From Keyword to Context: Building Google-Fast Semantic Search with pgvector and Vertex AI Embeddings
Introduction
How do you build semantic search that handles 100k+ assets in under 50ms? Traditional keyword search falls short when users search for concepts like "vibrant summer colors" or "minimalist tech aesthetic" - queries that require understanding intent, not just matching text.

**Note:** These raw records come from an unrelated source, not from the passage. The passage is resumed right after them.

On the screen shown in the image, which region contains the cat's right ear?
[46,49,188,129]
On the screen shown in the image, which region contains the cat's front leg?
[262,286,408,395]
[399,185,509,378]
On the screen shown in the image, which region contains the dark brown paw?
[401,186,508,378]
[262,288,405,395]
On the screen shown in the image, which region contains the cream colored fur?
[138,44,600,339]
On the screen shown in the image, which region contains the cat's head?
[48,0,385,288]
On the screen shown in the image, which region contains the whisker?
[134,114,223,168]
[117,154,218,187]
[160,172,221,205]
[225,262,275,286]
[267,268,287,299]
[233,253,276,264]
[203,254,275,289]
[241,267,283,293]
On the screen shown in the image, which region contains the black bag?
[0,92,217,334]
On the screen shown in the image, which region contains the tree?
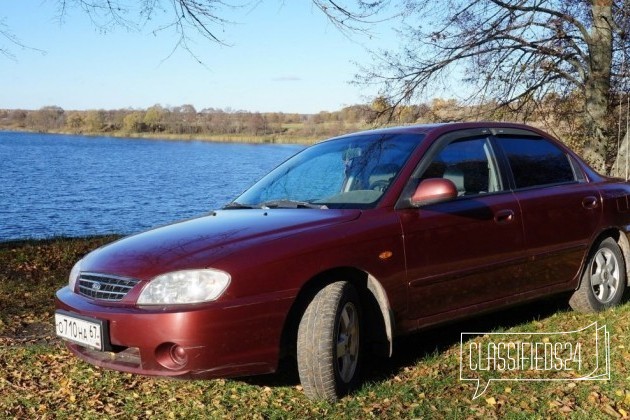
[359,0,630,171]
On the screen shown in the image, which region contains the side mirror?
[409,178,457,207]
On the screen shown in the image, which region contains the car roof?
[336,121,551,138]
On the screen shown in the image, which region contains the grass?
[0,236,630,419]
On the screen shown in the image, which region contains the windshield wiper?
[260,200,328,209]
[223,201,260,210]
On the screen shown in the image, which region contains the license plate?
[55,312,104,351]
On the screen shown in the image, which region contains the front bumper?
[55,287,294,378]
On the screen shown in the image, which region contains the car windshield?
[226,133,422,208]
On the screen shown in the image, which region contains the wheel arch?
[575,227,630,289]
[280,267,394,357]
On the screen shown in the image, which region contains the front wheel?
[569,238,627,312]
[297,281,361,401]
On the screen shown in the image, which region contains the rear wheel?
[297,281,361,401]
[569,238,627,312]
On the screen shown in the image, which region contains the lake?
[0,132,304,241]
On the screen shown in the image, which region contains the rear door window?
[499,137,577,188]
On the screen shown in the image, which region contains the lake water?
[0,132,303,241]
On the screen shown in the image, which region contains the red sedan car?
[55,123,630,400]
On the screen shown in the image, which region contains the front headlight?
[138,269,230,305]
[68,260,83,292]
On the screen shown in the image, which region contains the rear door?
[398,130,528,318]
[496,134,602,289]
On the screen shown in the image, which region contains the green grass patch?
[0,236,630,419]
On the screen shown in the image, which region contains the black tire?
[569,238,627,312]
[297,281,362,402]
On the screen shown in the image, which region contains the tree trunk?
[610,133,630,179]
[584,0,613,174]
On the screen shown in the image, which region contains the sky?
[0,0,396,114]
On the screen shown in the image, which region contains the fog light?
[155,343,188,370]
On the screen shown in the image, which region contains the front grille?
[79,273,139,302]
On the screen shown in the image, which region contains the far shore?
[0,128,330,145]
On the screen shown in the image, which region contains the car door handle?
[494,209,514,224]
[582,195,599,210]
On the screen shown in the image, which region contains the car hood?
[81,209,361,280]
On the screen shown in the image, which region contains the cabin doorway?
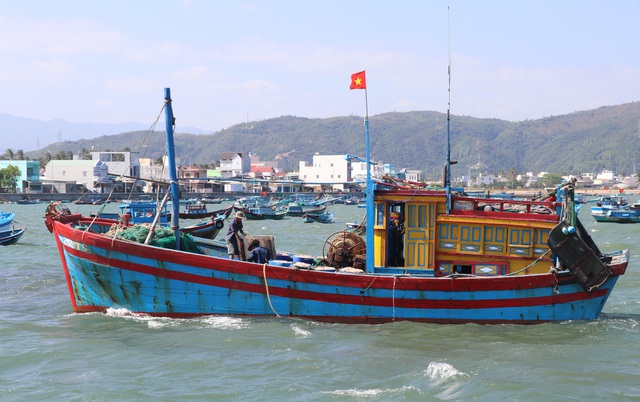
[386,204,405,267]
[404,203,436,269]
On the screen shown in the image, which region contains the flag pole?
[349,70,375,273]
[364,87,375,273]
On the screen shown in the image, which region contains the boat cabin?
[374,190,559,276]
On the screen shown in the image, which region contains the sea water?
[0,204,640,401]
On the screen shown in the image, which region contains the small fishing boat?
[45,88,630,324]
[302,211,333,223]
[236,205,289,220]
[167,203,234,220]
[591,208,640,223]
[180,215,226,240]
[591,194,629,214]
[287,205,327,216]
[92,201,233,239]
[0,228,27,246]
[344,198,360,205]
[0,211,16,230]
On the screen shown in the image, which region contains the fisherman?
[224,211,247,260]
[247,239,271,264]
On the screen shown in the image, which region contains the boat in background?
[236,205,289,220]
[0,227,27,246]
[45,88,629,324]
[0,211,16,230]
[302,211,333,223]
[287,205,327,216]
[591,208,640,223]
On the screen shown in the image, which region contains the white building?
[220,152,251,179]
[139,156,169,193]
[299,154,352,190]
[42,160,112,192]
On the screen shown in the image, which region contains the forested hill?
[29,102,640,178]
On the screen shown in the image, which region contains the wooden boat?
[92,201,233,239]
[167,203,233,219]
[236,205,289,220]
[180,205,233,240]
[302,211,333,223]
[0,211,16,230]
[591,208,640,223]
[0,228,27,246]
[180,202,211,219]
[45,89,629,324]
[287,205,327,216]
[591,194,629,215]
[344,198,360,205]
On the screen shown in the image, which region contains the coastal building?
[90,151,143,191]
[138,156,169,193]
[0,160,42,194]
[299,154,352,191]
[40,159,113,193]
[220,152,251,179]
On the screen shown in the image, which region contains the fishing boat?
[591,194,629,215]
[45,88,629,324]
[591,208,640,223]
[287,205,327,216]
[0,211,16,230]
[236,205,289,220]
[91,201,228,239]
[0,228,27,246]
[302,211,333,223]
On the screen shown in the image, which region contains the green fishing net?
[118,225,204,254]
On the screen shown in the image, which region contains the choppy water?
[0,204,640,401]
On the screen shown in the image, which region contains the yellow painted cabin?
[374,190,559,276]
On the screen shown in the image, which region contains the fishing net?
[117,225,204,254]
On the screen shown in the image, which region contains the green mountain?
[29,102,640,178]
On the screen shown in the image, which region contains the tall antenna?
[444,7,455,214]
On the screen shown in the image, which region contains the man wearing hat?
[224,211,247,260]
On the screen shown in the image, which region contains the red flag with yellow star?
[349,71,367,89]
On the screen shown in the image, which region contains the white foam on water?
[291,325,311,338]
[325,386,418,399]
[105,308,249,330]
[199,315,251,330]
[425,362,466,385]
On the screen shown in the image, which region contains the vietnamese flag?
[349,71,367,89]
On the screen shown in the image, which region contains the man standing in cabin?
[247,239,271,264]
[224,211,247,260]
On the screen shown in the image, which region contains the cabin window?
[453,264,472,275]
[376,202,384,226]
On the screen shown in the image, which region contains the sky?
[0,0,640,139]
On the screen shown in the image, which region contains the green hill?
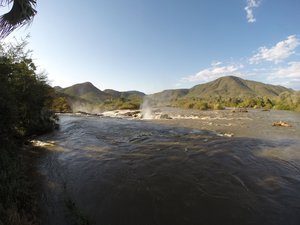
[103,89,145,98]
[147,89,189,105]
[54,82,145,112]
[59,82,112,103]
[186,76,293,99]
[148,76,294,105]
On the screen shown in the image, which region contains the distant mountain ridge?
[54,76,295,110]
[54,82,145,108]
[149,76,294,101]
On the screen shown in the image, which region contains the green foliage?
[168,92,300,111]
[0,42,56,137]
[99,97,142,110]
[0,42,57,225]
[52,94,72,113]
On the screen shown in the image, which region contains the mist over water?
[141,97,153,120]
[39,114,300,225]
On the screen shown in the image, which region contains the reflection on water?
[40,116,300,225]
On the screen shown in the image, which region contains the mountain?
[148,89,189,105]
[186,76,293,99]
[59,82,112,103]
[103,89,145,98]
[149,76,294,103]
[54,82,145,112]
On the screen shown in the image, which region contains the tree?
[0,39,56,139]
[0,0,36,39]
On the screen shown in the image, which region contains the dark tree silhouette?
[0,0,36,39]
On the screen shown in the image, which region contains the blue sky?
[1,0,300,93]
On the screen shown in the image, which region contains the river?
[37,108,300,225]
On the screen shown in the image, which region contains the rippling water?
[39,113,300,225]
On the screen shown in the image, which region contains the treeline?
[0,42,57,225]
[52,93,143,113]
[151,91,300,112]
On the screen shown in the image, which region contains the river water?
[38,109,300,225]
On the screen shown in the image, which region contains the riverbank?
[0,143,45,225]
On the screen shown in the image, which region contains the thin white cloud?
[268,61,300,81]
[245,0,260,23]
[211,61,222,66]
[249,35,300,64]
[183,65,243,82]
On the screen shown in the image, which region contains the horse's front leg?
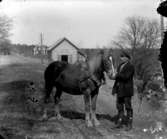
[54,88,62,120]
[84,90,93,127]
[91,89,100,126]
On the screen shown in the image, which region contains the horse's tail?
[44,61,67,102]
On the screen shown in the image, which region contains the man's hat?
[121,51,131,59]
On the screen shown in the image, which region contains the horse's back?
[56,63,90,95]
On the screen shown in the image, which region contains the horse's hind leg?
[54,88,62,119]
[84,91,93,127]
[91,89,100,126]
[42,83,53,120]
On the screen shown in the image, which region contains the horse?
[43,51,111,127]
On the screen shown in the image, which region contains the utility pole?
[160,0,164,44]
[40,32,44,64]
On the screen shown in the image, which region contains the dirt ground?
[0,56,167,139]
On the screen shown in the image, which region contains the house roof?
[48,37,85,57]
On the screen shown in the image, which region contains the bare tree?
[113,16,160,80]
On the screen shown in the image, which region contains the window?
[61,55,68,62]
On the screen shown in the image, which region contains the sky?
[0,0,163,48]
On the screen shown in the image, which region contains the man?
[109,52,134,130]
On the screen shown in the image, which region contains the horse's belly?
[59,80,82,95]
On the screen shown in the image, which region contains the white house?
[48,38,86,64]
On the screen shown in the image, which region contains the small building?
[33,45,48,55]
[48,38,86,64]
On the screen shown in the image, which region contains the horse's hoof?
[56,114,62,120]
[39,116,48,121]
[93,119,100,126]
[86,121,93,127]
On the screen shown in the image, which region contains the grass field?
[0,55,167,139]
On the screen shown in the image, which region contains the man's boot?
[125,117,133,131]
[114,118,123,129]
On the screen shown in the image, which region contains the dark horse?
[43,52,111,126]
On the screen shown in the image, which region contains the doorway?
[61,55,68,62]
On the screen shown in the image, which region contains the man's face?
[120,56,129,62]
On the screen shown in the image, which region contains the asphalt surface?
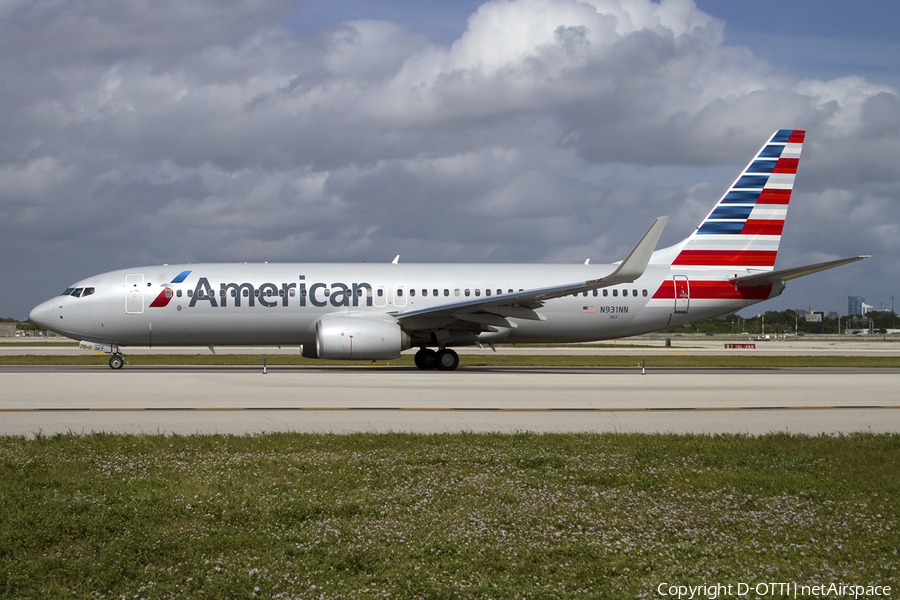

At CreativeOS, we combined PostgreSQL's pgvector extension with Google Vertex AI embeddings to create a production-ready search system that understands user intent. This article walks through our complete implementation, from architecture decisions to performance optimizations.
The Architecture
Our semantic search system has four key components:
- Firebase Data Connect - GraphQL layer over PostgreSQL
- PostgreSQL with pgvector - Vector similarity search at the database level
- Vertex AI text-embedding-004 - 768-dimensional embedding generation
- Cloud SQL Connection Pooling - Eliminates IAM authentication delays
Here's how a search request flows:
User Query → Firebase Function → Vertex AI Embedding → pgvector Search → Results
Setting Up the Connection Pool
The first critical piece is connection pooling. Firebase Functions are serverless, which means each cold start would normally authenticate with Cloud SQL using IAM - a process that adds 200-500ms latency. We solved this with a singleton connection pool:
import { Pool, PoolClient } from 'pg'
import { Connector, AuthTypes } from '@google-cloud/cloud-sql-connector'
let pool: Pool | null = null
let connector: Connector | null = null
export async function getPostgresPool(): Promise<Pool> {
if (pool) {
return pool // Reuse existing pool across requests
}
const projectId = process.env.GCLOUD_PROJECT
const region = process.env.DATA_CONNECT_LOCATION
const instanceId = process.env.DATA_CONNECT_INSTANCE
const instanceConnectionName = `${projectId}:${region}:${instanceId}`
const iamDbUser = process.env.PG_IAM_USER
connector = new Connector()
const clientOpts = await connector.getOptions({
instanceConnectionName,
authType: AuthTypes.IAM,
})
pool = new Pool({
...clientOpts,
database: process.env.PGDATABASE,
user: iamDbUser,
max: 20, // Max 20 connections per container
min: 2, // Keep 2 connections warm
idleTimeoutMillis: 600000, // 10 minutes before closing idle connections
connectionTimeoutMillis: 10000, // 10 seconds to establish connection
})
return pool
}
export async function getPostgresClient(): Promise<PoolClient> {
const pool = await getPostgresPool()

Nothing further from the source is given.